Here are two sites I found that might help you. And I copied alittle paragraph from each site.
Hope that helps.
Melissa, CPC

http://www.podiatrytoday.com/article/3037
Anthony Poggio, DPM
Read down until you get to:
Getting A Handle On Coding For Wounds:

Repairs involving additional work beyond multiple-layered closure such as tissue undermining, significant tissue debridement and cleaning are considered “complex.” With such wounds, additional wound care of traumatized or exposed nerves, blood vessels tendons, muscle, etc., may be payable separately.

http://www.immediatecarebusiness.com/articles/811billing.html
Sheri Poe Bernard, CPC, CPC-H, CPC-P

Laceration repairs have a global period of zero to 10 days. Know which codes have a 10-day rule and understand that followup care within the global period cannot be billed. Follow-up care only includes care that is usually a part of the surgical service, like dressing changes, incision care, suture removal, or wound cleansing.
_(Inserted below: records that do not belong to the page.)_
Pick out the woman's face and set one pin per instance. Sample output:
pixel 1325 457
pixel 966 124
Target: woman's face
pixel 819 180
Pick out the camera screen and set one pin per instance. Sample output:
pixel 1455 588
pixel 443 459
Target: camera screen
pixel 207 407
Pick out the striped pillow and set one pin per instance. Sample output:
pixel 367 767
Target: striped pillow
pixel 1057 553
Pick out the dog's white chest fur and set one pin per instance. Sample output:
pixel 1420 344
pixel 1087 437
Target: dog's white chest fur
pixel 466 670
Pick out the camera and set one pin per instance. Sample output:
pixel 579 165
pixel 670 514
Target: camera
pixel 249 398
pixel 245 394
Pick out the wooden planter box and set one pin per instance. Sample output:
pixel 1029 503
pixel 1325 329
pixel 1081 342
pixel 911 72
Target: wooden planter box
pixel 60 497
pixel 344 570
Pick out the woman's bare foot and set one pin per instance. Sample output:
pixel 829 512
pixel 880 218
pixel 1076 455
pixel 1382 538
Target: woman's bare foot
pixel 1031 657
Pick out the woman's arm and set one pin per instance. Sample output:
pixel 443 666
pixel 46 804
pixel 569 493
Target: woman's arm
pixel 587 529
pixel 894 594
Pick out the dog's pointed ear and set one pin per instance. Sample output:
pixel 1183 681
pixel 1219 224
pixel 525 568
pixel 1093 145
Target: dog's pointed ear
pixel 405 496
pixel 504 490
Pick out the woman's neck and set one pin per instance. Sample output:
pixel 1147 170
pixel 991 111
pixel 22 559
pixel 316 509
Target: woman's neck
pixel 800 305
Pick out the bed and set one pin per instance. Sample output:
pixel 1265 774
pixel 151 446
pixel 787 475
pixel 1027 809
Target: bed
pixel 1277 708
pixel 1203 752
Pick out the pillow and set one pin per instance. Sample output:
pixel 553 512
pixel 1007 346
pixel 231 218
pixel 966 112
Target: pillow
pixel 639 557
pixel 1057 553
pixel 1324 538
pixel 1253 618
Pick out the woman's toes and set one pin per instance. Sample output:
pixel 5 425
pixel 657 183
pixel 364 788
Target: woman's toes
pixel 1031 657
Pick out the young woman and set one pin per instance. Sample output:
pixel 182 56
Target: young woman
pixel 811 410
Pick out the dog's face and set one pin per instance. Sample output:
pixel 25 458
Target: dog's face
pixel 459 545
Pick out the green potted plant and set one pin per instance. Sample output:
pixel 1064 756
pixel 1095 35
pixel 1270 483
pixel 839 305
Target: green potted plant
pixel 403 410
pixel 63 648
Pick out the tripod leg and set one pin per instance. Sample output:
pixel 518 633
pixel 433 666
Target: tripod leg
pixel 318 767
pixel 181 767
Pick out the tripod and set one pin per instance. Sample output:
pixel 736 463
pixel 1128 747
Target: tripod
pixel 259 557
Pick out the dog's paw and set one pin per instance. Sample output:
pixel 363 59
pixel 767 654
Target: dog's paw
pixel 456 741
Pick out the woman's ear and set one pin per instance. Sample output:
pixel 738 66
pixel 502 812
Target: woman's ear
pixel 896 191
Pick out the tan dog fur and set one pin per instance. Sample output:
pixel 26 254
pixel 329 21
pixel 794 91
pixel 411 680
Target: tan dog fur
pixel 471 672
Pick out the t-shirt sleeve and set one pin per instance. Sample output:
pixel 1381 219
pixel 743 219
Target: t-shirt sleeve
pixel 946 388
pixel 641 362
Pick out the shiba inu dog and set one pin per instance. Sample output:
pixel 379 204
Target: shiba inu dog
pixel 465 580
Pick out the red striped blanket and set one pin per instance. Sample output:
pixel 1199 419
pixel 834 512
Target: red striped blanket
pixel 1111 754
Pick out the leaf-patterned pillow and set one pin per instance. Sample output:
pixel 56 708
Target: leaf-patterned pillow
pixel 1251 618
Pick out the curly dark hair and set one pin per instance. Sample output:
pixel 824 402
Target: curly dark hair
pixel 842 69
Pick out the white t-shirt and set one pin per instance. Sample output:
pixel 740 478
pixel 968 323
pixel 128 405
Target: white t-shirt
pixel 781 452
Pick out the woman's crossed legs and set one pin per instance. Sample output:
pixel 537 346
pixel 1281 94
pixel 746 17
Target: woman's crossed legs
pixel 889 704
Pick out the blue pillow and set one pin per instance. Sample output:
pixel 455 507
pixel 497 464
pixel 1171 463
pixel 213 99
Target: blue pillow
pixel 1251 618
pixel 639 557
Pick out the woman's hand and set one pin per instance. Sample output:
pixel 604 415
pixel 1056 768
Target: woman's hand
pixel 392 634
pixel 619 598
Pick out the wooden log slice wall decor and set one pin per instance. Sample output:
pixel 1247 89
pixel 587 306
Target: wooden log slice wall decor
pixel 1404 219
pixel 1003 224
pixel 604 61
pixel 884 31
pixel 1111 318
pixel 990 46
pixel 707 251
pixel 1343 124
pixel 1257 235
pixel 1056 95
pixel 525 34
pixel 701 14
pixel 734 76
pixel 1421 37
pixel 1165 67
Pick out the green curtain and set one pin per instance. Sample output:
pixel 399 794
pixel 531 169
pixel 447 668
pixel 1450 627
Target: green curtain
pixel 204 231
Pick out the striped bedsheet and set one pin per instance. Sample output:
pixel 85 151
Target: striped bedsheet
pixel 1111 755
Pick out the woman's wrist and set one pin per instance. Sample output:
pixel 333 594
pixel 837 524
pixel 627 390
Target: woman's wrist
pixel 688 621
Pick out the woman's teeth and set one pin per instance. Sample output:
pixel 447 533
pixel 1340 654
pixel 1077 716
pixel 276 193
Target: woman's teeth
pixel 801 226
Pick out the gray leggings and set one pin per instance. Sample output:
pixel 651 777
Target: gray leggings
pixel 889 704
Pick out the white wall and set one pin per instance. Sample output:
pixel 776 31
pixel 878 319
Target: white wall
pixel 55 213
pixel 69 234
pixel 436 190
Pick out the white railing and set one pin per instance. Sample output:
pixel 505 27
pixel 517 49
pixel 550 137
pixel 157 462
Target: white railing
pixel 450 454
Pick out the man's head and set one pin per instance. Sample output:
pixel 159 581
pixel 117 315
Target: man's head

According to CPT guidelines, infections, wound dehiscence, complications or new conditions can be separately reported.
 
can you post sample documentation and the codes that you used that are being denied for a particular case?

Mary, CPC, COSC
 
11012-51 debride op fx
14040- vy flap
11760-51 nail bed repair
12002-51 simple wnd cl

11044-51 debirde to bn
26418-51 tend repair
14040-51 att
15120- stsg
12002 -51 simple cl

All scenarios are quite similar since we focus on hand alone....let me know if you need the documentation and I'll try to cut and paste but they are scanned documents so I havn't had the time to figure out how to do that exactly....Thanks for your help!
 
11012-51 debride op fx
14040- vy flap
11760-51 nail bed repair
12002-51 simple wnd cl

11044-51 debirde to bn
26418-51 tend repair
14040-51 att
15120- stsg
12002 -51 simple cl

All scenarios are quite similar since we focus on hand alone....let me know if you need the documentation and I'll try to cut and paste but they are scanned documents so I havn't had the time to figure out how to do that exactly....Thanks for your help!



If you can get documentation that would help, but just by looking at those codes, simple repair (12002), and (11760) are not billable, unless they are done on a different part of the body other than the prime procedure, and the second scenario 12002 would not be billable, unless done on a different part of the body, and the 11044 is questionable.